In [None]:
import numpy as np
import pandas as pd

from sklearn.cluster import KMeans
from scipy.stats import linregress

import plotly.io as pio
import plotly.express as px
pio.templates.default = "plotly_white"

In [None]:
def add_master_data_mappings(df: pd.DataFrame) -> pd.DataFrame:  
    # = Пути к справочникам - откорректировать если в реальной системе будут лежать по другому адресу =
    client_mapping_file = "data/client_mapping.csv"
    freight_mapping_file = "data/freight_mapping.csv"
    station_mapping_file = "data/station_mapping.csv"

    # Клиент - холдинг
    client_mapping = pd.read_csv(
        client_mapping_file,
        sep=";",
        decimal=",",
        encoding="windows-1251",
    )
    df = pd.merge(df, client_mapping, how="left", on="client_sap_id")

    # Груз
    freight_mapping = pd.read_csv(
        freight_mapping_file, sep=";", decimal=",", encoding="windows-1251"
    )
    df = pd.merge(df, freight_mapping, how="left", on="freight_id")

    # Станции
    station_mapping = pd.read_csv(
        station_mapping_file,
        sep=";",
        decimal=",",
        encoding="windows-1251",
    )
    df = pd.merge(
        df,
        station_mapping.add_prefix("sender_"),
        how="left",
        on="sender_station_id",
    )
    df = pd.merge(
        df,
        station_mapping.add_prefix("recipient_"),
        how="left",
        on="recipient_station_id",
    )
    
    df["holding_name"] = df["holding_name"].fillna(-1)
    return df

In [None]:
df = pd.read_csv("data/fact_train_test.csv", sep=";", decimal=",", encoding="windows-1251")
df = add_master_data_mappings(df)

df["month"] = df["period"].str[5:7].astype(int)
df["year"] = df["period"].str[0:4].astype(int)
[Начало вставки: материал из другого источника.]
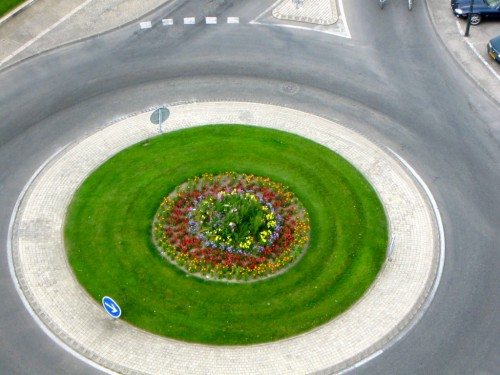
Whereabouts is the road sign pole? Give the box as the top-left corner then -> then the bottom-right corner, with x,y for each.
464,0 -> 474,36
102,296 -> 122,320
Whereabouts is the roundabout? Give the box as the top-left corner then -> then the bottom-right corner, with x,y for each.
11,102 -> 444,373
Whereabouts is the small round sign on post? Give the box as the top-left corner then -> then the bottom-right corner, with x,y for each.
150,107 -> 170,133
102,296 -> 122,319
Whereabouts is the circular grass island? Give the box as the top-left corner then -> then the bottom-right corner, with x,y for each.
65,125 -> 388,345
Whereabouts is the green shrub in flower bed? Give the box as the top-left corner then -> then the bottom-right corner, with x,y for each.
153,172 -> 309,281
65,125 -> 388,345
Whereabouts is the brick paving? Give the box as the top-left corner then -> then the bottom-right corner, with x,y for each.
272,0 -> 339,25
11,102 -> 440,374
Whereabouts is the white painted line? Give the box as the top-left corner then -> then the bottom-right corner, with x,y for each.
338,0 -> 351,39
139,21 -> 153,29
455,20 -> 500,81
205,17 -> 217,25
0,0 -> 92,66
0,0 -> 36,25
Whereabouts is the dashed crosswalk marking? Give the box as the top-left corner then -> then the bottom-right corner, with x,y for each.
139,17 -> 240,29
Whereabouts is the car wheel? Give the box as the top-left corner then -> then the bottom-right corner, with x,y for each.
470,14 -> 481,25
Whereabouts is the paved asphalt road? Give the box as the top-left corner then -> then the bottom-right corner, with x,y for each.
0,0 -> 500,375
# Берем данные с 2021, для удобства обрежем сразу все данные
# df = df[ df["year"] >= 2021 ]

In [None]:
# Признаки, по которым группируем при вычислении метрики
group_vars = [
    "period",
    "rps",
    "holding_name",
    "sender_department_name",
    "recipient_department_name",
]

grouped = df.groupby(group_vars, as_index=False).agg({"real_wagon_count": "sum", "real_weight": "sum"})
# grouped["real_density"] = grouped["real_weight"] / grouped["real_wagon_count"]

In [None]:
# means = []
# stds = []
# r2s = []
# slopes = []

# for i in range(25):
    
#     row = grouped.sample(1).T.squeeze().to_dict()

#     a = grouped[(
#         (grouped["rps"] == row["rps"]) &
#         (grouped["holding_name"] == row["holding_name"]) &
#         (grouped["sender_department_name"] == row["sender_department_name"]) &
#         (grouped["recipient_department_name"] == row["recipient_department_name"])
#     )].sort_values("period")
    
#     if len(a) < 10:
#         print('---')
    
#     a["pred"] = a.tail(10)["real_wagon_count"].mean()
    
#     print(row)
#     fig = px.line(a, x="period", y=["real_wagon_count", "pred"])
#     fig.update_layout(showlegend=False)
#     fig.show()
    
#     means.append( a["real_wagon_count"].mean() )
#     stds.append( a["real_wagon_count"].std() )
#     r2s.append( trend.rvalue )
#     slopes.append( trend.slope )

# Median2021 submit

In [None]:
print(group_vars)

In [None]:
# За основу возьмем их сабмит
df_medians = pd.read_csv("data/forecast_example.csv", sep=";", decimal=",", encoding="windows-1251")
original_columns = df_medians.columns

df_medians = add_master_data_mappings(df_medians)
# Оставим только уникальные строчки по хэшам
df_medians = df_medians.drop_duplicates(subset=group_vars)
df_medians = df_medians.drop(columns=["forecast_weight", "forecast_wagon_count"])

In [None]:
df_medians

In [None]:
list_count = []
list_weight = []

for i, (period, rps, holding_name, sender_department_name, recipient_department_name) in enumerate(df_medians[group_vars].values):
    if i % 100 == 0:
        print(i, end="\r")
        
    a = grouped[(
        (grouped["rps"] == rps) &
        (grouped["holding_name"] == holding_name) &
        (grouped["sender_department_name"] == sender_department_name) &
        (grouped["recipient_department_name"] == recipient_department_name)
    )].sort_values("period")
    
    if len(a) >= 10:
        list_count.append( a.tail(10)["real_wagon_count"].mean() )
        list_weight.append( a.tail(10)["real_weight"].mean() )
    else:
        list_count.append( a["real_wagon_count"].mean() )
        list_weight.append( a["real_weight"].mean() )
    
df_medians["forecast_wagon_count"] = list_count
df_medians["forecast_weight"] = list_weight

In [None]:
df_medians[original_columns].to_csv("submits/10_last_mean.csv", index=False, sep=";", decimal=",", encoding="windows-1251")